Phil Wise, guest columnist
Eleven terms in the Iowa House of Representatives and over three decades as a government and history teacher taught me a few things about politics. I recognize, for example, that presidential candidates are tempted to promise the world to the voters. And “someone else” will always pay for what is promised. But if the voters come to believe that such promises are unrealistic, or not paid for by “someone else,” those voters will punish those candidates making grandiose promises.

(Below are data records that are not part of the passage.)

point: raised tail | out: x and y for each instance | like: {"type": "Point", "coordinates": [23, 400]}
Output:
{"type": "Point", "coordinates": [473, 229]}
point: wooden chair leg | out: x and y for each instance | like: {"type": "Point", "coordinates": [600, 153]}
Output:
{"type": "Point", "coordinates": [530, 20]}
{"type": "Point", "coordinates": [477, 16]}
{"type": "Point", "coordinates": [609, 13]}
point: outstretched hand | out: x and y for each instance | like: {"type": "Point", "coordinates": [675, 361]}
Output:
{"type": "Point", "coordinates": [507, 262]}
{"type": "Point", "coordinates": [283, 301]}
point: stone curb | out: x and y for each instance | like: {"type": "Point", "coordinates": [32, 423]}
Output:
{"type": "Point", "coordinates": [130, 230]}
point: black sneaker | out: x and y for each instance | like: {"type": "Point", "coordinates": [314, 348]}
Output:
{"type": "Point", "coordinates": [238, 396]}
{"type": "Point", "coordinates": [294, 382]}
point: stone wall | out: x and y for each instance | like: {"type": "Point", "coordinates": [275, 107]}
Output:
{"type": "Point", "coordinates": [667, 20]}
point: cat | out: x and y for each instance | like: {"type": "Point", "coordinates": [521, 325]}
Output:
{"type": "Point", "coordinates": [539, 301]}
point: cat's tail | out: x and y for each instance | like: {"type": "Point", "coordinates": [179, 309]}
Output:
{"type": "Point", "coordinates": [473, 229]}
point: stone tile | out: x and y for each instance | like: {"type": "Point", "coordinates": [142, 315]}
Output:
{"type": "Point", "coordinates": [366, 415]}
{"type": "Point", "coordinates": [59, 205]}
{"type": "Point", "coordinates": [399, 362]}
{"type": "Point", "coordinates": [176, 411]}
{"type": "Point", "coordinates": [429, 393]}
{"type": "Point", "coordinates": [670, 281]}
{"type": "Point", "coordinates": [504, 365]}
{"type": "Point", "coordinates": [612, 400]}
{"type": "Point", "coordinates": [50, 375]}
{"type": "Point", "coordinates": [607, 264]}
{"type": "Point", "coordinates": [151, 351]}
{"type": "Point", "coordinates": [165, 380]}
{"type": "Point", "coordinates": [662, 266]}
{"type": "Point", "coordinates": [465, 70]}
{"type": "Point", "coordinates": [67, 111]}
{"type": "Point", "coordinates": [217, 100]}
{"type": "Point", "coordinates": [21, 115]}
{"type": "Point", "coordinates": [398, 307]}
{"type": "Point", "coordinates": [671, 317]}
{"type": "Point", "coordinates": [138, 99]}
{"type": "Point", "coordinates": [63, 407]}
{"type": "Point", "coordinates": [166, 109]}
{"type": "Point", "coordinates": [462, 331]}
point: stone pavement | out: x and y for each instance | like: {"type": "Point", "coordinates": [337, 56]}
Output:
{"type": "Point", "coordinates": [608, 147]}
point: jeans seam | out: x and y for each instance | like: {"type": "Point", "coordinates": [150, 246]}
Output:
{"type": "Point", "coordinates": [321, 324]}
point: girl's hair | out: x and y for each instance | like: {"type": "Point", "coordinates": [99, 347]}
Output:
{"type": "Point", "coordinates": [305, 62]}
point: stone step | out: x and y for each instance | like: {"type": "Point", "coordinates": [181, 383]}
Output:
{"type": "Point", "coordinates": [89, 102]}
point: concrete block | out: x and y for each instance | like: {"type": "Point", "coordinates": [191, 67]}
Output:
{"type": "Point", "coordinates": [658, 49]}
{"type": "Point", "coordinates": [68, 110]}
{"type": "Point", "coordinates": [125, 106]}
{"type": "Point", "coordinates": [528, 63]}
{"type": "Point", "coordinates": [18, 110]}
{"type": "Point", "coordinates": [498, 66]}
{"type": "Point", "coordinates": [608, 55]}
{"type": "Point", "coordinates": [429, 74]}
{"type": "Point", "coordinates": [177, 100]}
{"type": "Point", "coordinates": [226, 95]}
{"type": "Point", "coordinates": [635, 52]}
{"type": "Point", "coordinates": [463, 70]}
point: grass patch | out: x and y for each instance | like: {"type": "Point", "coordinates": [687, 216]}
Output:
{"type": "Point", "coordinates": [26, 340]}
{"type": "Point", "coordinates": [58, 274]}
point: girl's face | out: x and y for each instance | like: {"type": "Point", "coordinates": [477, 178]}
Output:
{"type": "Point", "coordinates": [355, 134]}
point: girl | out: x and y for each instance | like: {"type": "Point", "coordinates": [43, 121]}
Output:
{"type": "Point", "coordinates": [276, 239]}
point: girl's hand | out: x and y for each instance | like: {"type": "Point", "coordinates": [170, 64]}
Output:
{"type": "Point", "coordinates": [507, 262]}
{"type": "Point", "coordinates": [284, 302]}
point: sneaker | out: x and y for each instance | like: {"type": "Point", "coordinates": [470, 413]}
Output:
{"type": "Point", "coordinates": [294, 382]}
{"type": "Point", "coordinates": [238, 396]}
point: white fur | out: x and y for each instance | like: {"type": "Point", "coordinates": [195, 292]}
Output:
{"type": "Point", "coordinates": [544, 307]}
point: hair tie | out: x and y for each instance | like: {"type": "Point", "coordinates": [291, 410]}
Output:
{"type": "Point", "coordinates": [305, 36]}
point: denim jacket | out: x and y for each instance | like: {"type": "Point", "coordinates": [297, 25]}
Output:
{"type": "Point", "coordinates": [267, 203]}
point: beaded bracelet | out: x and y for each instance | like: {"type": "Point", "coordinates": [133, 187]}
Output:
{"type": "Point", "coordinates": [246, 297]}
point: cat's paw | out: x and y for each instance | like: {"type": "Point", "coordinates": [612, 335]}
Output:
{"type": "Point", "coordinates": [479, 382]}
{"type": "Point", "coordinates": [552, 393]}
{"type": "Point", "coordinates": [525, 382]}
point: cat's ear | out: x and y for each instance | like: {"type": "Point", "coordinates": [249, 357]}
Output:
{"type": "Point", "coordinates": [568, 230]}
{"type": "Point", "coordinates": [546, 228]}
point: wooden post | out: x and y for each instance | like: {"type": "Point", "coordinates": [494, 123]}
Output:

A perfect example of such an unrealistic promise about how to pay for new programs like Medicare for all or free college is the so-called Financial Transaction Tax (FTT) that is being proposed by more than one Democratic presidential candidate. It has a catchy title. Sometimes it is even billed as the Wall Street Tax. Who could blame voters for assuming that something like that would merely be a tax on the wealthy who are not currently paying their fair share? Unfortunately, the FTT does not work that way at all.
The Financial Transaction Tax (FTT) would actually tax every type of investment in stocks, bonds, and other debt obligations. Most of the people who would be taxed are everyday Americans, and not just Wall Street or billionaires. Following are a couple of examples.
Here in Iowa, agricultural futures are frequently used. These contracts, used to secure a favorable price for crops before planting, are traded like stocks. Taxing those transactions would do nothing but cut into farmers’ already slim margins. Already battered by devastating trade wars, and suffering from another ethanol betrayal by the current administration, Iowa farmers cannot afford the added costs from a FTT. Given Iowa’s integrated economy, the negative economic impact would ripple far beyond just Iowa farmers.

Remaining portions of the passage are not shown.